The businessman could have done this, the author suggests, by breaking down the manufacturing process into individual tasks. The female workers could be trained to do all of them, "without the need of possessing the tailoring skills required to produce the complete garment - and thus negating the need to pay the higher wages demanded by the experienced tailors".
This must have worked in practice, for "within a very short time" the Hyam family was being accused by newspapers such as The Northern Star and others of immoral business tactics.
No stopping them
Hyam Hyam had actually retired from the business in 1842. Sons Moses and Simon took the helm and began expanding their premises in St Botolph's Street and Queen Street. The trade was healthy, and they were soon joined by a clutch of competitors.

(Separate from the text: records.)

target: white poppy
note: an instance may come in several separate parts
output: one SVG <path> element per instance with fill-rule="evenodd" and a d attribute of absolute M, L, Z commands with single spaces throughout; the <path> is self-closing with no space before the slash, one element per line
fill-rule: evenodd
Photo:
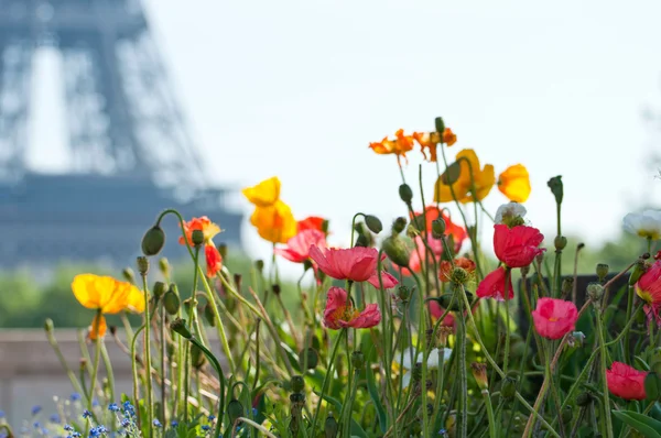
<path fill-rule="evenodd" d="M 502 219 L 505 218 L 516 218 L 517 216 L 522 218 L 527 212 L 525 207 L 519 202 L 503 204 L 496 210 L 495 221 L 496 223 L 502 223 Z"/>
<path fill-rule="evenodd" d="M 661 238 L 661 211 L 630 212 L 622 219 L 622 225 L 631 234 L 651 240 Z"/>
<path fill-rule="evenodd" d="M 427 357 L 427 370 L 438 369 L 441 352 L 442 352 L 442 350 L 438 350 L 437 348 L 432 349 L 432 351 L 430 351 L 430 355 Z M 399 363 L 400 365 L 402 365 L 402 368 L 404 368 L 405 370 L 411 370 L 415 363 L 418 363 L 422 360 L 422 352 L 419 352 L 415 362 L 411 363 L 411 358 L 413 357 L 414 353 L 415 353 L 414 349 L 408 348 L 404 350 L 404 360 L 402 361 L 402 363 L 400 363 L 399 354 L 395 355 L 394 361 L 397 363 Z M 445 363 L 449 360 L 451 354 L 452 354 L 452 349 L 449 349 L 449 348 L 443 349 L 443 363 Z M 408 387 L 409 383 L 411 383 L 411 371 L 407 371 L 407 373 L 402 376 L 402 387 Z"/>

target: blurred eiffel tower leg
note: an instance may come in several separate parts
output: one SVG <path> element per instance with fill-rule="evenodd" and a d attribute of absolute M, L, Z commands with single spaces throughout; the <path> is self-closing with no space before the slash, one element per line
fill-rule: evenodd
<path fill-rule="evenodd" d="M 18 182 L 24 172 L 32 80 L 30 44 L 2 44 L 0 34 L 0 179 Z"/>

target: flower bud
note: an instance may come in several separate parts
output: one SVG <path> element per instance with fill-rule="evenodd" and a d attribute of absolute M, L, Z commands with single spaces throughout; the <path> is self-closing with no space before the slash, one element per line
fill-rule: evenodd
<path fill-rule="evenodd" d="M 140 273 L 140 275 L 147 275 L 147 273 L 149 272 L 149 259 L 140 255 L 137 260 L 136 260 L 137 264 L 138 264 L 138 272 Z"/>
<path fill-rule="evenodd" d="M 165 311 L 170 315 L 176 315 L 178 313 L 180 298 L 172 288 L 167 289 L 165 295 L 163 295 L 163 307 L 165 307 Z"/>
<path fill-rule="evenodd" d="M 567 238 L 564 236 L 556 236 L 553 240 L 553 244 L 555 245 L 555 251 L 562 251 L 567 245 Z"/>
<path fill-rule="evenodd" d="M 154 283 L 154 287 L 152 288 L 152 291 L 154 292 L 154 296 L 156 298 L 161 298 L 163 294 L 167 292 L 167 285 L 163 282 L 156 282 Z"/>
<path fill-rule="evenodd" d="M 191 364 L 194 369 L 199 370 L 204 366 L 206 357 L 197 346 L 191 346 Z"/>
<path fill-rule="evenodd" d="M 443 121 L 442 117 L 437 117 L 434 120 L 434 124 L 436 127 L 436 132 L 440 134 L 443 134 L 443 131 L 445 131 L 445 122 Z"/>
<path fill-rule="evenodd" d="M 307 348 L 304 351 L 301 351 L 299 353 L 299 365 L 301 366 L 301 370 L 303 370 L 303 366 L 305 366 L 305 364 L 303 362 L 305 361 L 306 353 L 307 353 L 307 369 L 314 370 L 316 368 L 316 365 L 319 363 L 319 354 L 313 348 Z"/>
<path fill-rule="evenodd" d="M 391 236 L 381 243 L 381 249 L 392 263 L 401 267 L 409 266 L 410 252 L 399 236 Z"/>
<path fill-rule="evenodd" d="M 202 230 L 193 230 L 191 233 L 191 241 L 193 245 L 199 247 L 204 243 L 204 232 Z"/>
<path fill-rule="evenodd" d="M 593 302 L 598 300 L 604 295 L 604 286 L 598 283 L 590 283 L 587 285 L 587 296 Z"/>
<path fill-rule="evenodd" d="M 477 386 L 483 391 L 488 390 L 489 381 L 487 379 L 487 364 L 473 362 L 470 364 L 470 371 L 473 372 L 475 382 L 477 382 Z"/>
<path fill-rule="evenodd" d="M 371 232 L 376 234 L 380 233 L 381 230 L 383 230 L 383 225 L 381 223 L 381 220 L 372 215 L 367 215 L 365 217 L 365 225 Z"/>
<path fill-rule="evenodd" d="M 229 401 L 227 405 L 227 416 L 229 417 L 229 423 L 234 425 L 237 421 L 237 418 L 243 416 L 243 405 L 236 398 Z M 220 419 L 218 419 L 220 421 Z"/>
<path fill-rule="evenodd" d="M 409 186 L 408 184 L 402 184 L 400 186 L 400 198 L 407 204 L 411 204 L 411 200 L 413 199 L 413 190 L 411 189 L 411 186 Z"/>
<path fill-rule="evenodd" d="M 326 417 L 326 423 L 324 424 L 324 437 L 325 438 L 337 438 L 337 430 L 339 426 L 337 425 L 337 420 L 333 417 L 333 413 L 328 413 Z"/>
<path fill-rule="evenodd" d="M 351 365 L 354 365 L 355 372 L 362 370 L 362 366 L 365 366 L 365 354 L 362 354 L 362 351 L 354 351 L 351 353 Z"/>
<path fill-rule="evenodd" d="M 165 245 L 165 232 L 161 226 L 155 225 L 142 237 L 142 253 L 147 256 L 156 255 Z"/>
<path fill-rule="evenodd" d="M 608 265 L 606 263 L 598 263 L 596 272 L 597 277 L 599 277 L 599 282 L 603 282 L 608 275 Z"/>
<path fill-rule="evenodd" d="M 305 390 L 305 381 L 301 375 L 293 375 L 291 380 L 292 391 L 295 393 L 302 393 Z"/>
<path fill-rule="evenodd" d="M 216 327 L 216 315 L 214 315 L 214 309 L 212 308 L 212 304 L 208 302 L 204 306 L 204 318 L 207 320 L 209 326 Z"/>
<path fill-rule="evenodd" d="M 438 218 L 432 221 L 432 238 L 441 239 L 445 234 L 445 220 Z"/>
<path fill-rule="evenodd" d="M 404 228 L 407 228 L 407 218 L 399 217 L 392 222 L 391 230 L 393 234 L 399 234 L 404 231 Z"/>
<path fill-rule="evenodd" d="M 170 328 L 173 331 L 175 331 L 176 333 L 178 333 L 182 337 L 184 337 L 185 339 L 193 338 L 193 335 L 191 335 L 191 331 L 186 327 L 186 320 L 185 319 L 176 318 L 174 321 L 170 322 Z"/>
<path fill-rule="evenodd" d="M 121 276 L 131 284 L 136 284 L 136 274 L 133 274 L 133 270 L 130 267 L 124 267 L 121 270 Z"/>
<path fill-rule="evenodd" d="M 167 259 L 159 259 L 159 269 L 166 278 L 170 277 L 170 261 L 167 261 Z"/>

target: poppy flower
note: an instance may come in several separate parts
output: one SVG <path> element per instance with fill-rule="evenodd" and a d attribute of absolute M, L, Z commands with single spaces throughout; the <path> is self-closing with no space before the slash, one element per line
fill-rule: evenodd
<path fill-rule="evenodd" d="M 404 130 L 400 129 L 394 133 L 394 140 L 386 136 L 380 142 L 370 143 L 369 147 L 377 154 L 395 154 L 399 160 L 413 149 L 413 136 L 404 135 Z"/>
<path fill-rule="evenodd" d="M 576 328 L 578 309 L 572 302 L 540 298 L 532 311 L 534 328 L 546 339 L 560 339 Z"/>
<path fill-rule="evenodd" d="M 525 202 L 530 196 L 530 175 L 522 164 L 509 166 L 498 176 L 498 189 L 514 202 Z"/>
<path fill-rule="evenodd" d="M 310 248 L 310 258 L 318 269 L 335 280 L 350 280 L 354 282 L 368 282 L 379 288 L 377 273 L 377 259 L 379 252 L 375 248 L 355 247 L 349 249 Z M 399 283 L 388 272 L 381 272 L 383 288 L 391 288 Z"/>
<path fill-rule="evenodd" d="M 184 222 L 184 237 L 180 237 L 180 244 L 186 244 L 186 240 L 189 244 L 193 244 L 193 231 L 199 230 L 204 234 L 204 256 L 207 265 L 207 276 L 216 276 L 216 273 L 223 269 L 223 256 L 218 249 L 214 244 L 214 237 L 220 231 L 220 227 L 212 222 L 206 216 L 199 218 L 193 218 L 188 222 Z"/>
<path fill-rule="evenodd" d="M 483 200 L 496 184 L 494 166 L 487 164 L 484 168 L 480 167 L 479 158 L 472 149 L 460 151 L 456 155 L 456 162 L 459 163 L 458 178 L 448 185 L 440 177 L 434 190 L 434 200 L 449 202 L 456 199 L 463 204 Z"/>
<path fill-rule="evenodd" d="M 487 276 L 479 282 L 475 295 L 480 298 L 496 298 L 497 300 L 502 302 L 505 300 L 506 280 L 507 299 L 512 299 L 514 297 L 514 292 L 512 291 L 510 272 L 503 266 L 487 274 Z"/>
<path fill-rule="evenodd" d="M 370 328 L 381 321 L 381 313 L 376 304 L 368 304 L 362 311 L 347 300 L 347 292 L 342 287 L 330 287 L 326 308 L 324 309 L 324 326 L 329 329 Z"/>
<path fill-rule="evenodd" d="M 294 263 L 303 263 L 310 259 L 310 248 L 312 245 L 325 248 L 326 236 L 315 229 L 300 231 L 296 236 L 286 241 L 285 248 L 277 248 L 275 254 Z"/>
<path fill-rule="evenodd" d="M 528 266 L 538 254 L 544 252 L 544 249 L 539 248 L 544 234 L 537 228 L 495 225 L 494 230 L 496 256 L 509 267 Z"/>
<path fill-rule="evenodd" d="M 454 260 L 455 267 L 462 267 L 468 273 L 468 276 L 475 274 L 475 262 L 470 259 L 458 258 Z M 452 273 L 453 265 L 449 261 L 444 260 L 438 266 L 438 280 L 442 282 L 449 282 L 449 275 Z"/>
<path fill-rule="evenodd" d="M 640 213 L 630 212 L 622 219 L 625 230 L 641 238 L 661 239 L 661 211 L 644 210 Z"/>
<path fill-rule="evenodd" d="M 647 372 L 636 370 L 626 363 L 613 362 L 610 370 L 606 370 L 606 383 L 613 395 L 625 399 L 644 399 L 644 377 Z"/>
<path fill-rule="evenodd" d="M 97 310 L 89 338 L 96 340 L 106 335 L 106 314 L 123 310 L 144 311 L 144 295 L 130 283 L 119 282 L 109 276 L 80 274 L 72 282 L 74 296 L 88 309 Z"/>
<path fill-rule="evenodd" d="M 636 283 L 636 293 L 644 304 L 648 319 L 654 318 L 661 326 L 661 261 L 654 262 Z"/>
<path fill-rule="evenodd" d="M 326 221 L 326 219 L 319 218 L 318 216 L 310 216 L 310 217 L 296 222 L 296 230 L 297 230 L 297 232 L 301 232 L 304 230 L 324 231 L 324 222 L 325 221 Z"/>

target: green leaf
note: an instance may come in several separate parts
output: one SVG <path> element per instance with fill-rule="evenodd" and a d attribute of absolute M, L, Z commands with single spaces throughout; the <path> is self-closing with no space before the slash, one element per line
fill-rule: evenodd
<path fill-rule="evenodd" d="M 661 421 L 633 410 L 611 410 L 616 418 L 627 424 L 646 438 L 661 438 Z"/>
<path fill-rule="evenodd" d="M 375 407 L 377 408 L 377 414 L 379 415 L 379 427 L 381 428 L 381 434 L 386 434 L 388 419 L 386 417 L 386 409 L 383 408 L 383 404 L 379 397 L 375 373 L 372 373 L 371 370 L 367 370 L 365 374 L 367 375 L 367 390 L 369 392 L 369 396 L 371 397 L 372 402 L 375 402 Z"/>
<path fill-rule="evenodd" d="M 318 392 L 314 392 L 316 395 L 322 396 L 321 393 Z M 342 403 L 337 399 L 337 398 L 333 398 L 329 395 L 324 394 L 322 396 L 326 402 L 330 403 L 333 406 L 335 406 L 335 409 L 337 412 L 342 410 Z M 358 438 L 368 438 L 367 434 L 365 432 L 365 430 L 362 430 L 362 427 L 360 427 L 360 425 L 358 423 L 356 423 L 356 420 L 354 419 L 354 417 L 350 418 L 351 421 L 351 437 L 356 436 Z"/>

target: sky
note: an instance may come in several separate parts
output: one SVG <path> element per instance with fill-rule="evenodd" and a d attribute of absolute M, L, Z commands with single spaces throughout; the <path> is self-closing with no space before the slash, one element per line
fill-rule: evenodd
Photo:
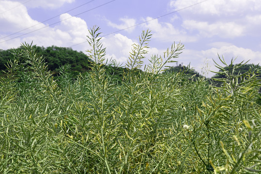
<path fill-rule="evenodd" d="M 218 55 L 228 64 L 261 63 L 260 0 L 0 0 L 0 49 L 32 42 L 87 54 L 94 26 L 107 58 L 123 65 L 147 29 L 153 35 L 144 64 L 179 43 L 184 49 L 173 60 L 208 77 L 218 71 Z"/>

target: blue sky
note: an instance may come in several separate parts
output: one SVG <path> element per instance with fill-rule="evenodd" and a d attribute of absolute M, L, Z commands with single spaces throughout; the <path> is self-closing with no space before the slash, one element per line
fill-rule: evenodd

By 1845, the enterprise could boast of a string of retail "Emporiums" around the country.
"The Hyam family were therefore at the very forefront of the tailoring industry nationally, and certainly would appear to have preceded that of Leeds, which is thought to have started around 1853," writes Patrick.
In 1867 the Hyam brothers opened a purpose-built factory in Abbeygate Street, Colchester, for about 100 machinists. They also had hundreds more outworkers toiling in their own homes. By the late 1880s, the number of factory workers had grown to about 300.
"Most of the cloth at this time was being cut out by the firm's skilled cutters in London and sent down to Colchester by rail to be made up by their local female workers."
By the early 1900s, several more tailoring firms had moved production to Colchester, Patrick points out. These included Hart & Levy, from Leicester, and Hollington's from London.
Did tailoring staff prosper? The book says that in 1912, at the time of an inquiry into the earnings of female outworkers, Colchester Manufacturing Company stated the average weekly wage of rural outworkers was 10 shillings and three pence. The typical agricultural worker was getting between 12-and-a-half shillings and 14 shillings.
End of a golden era
Patrick says the Colchester tailoring industry continued to thrive between the wars, with mothers, daughters and granddaughters following each other into the sector.
"However, from around the 1950s the trade entered into a period of decline, and within twenty or so years it had virtually ceased to exist. Today there is very little evidence on display to suggest that a tailoring industry ever existed in the town."
He also concedes it is "probably one of the best-kept secrets relating to Colchester's recent industrial past".
Patrick Denney's paperback 'Colchester at Work - People and industries through the years' traces local commerce and enterprise from the late Iron Age. He covers, among other periods, the woollen cloth era of the Middle Ages and the importance of the Paxman engineering business.
In the early 1900s, for instance, many Paxman engines and boilers left the factory for far-off places such as South Africa, Russia, China and Japan. In 1902 the company installed steam-generating equipment for the Mexico Gas and Electric Light Company in Monterey.
Colchester at Work is from Amberley Publishing at £14.99.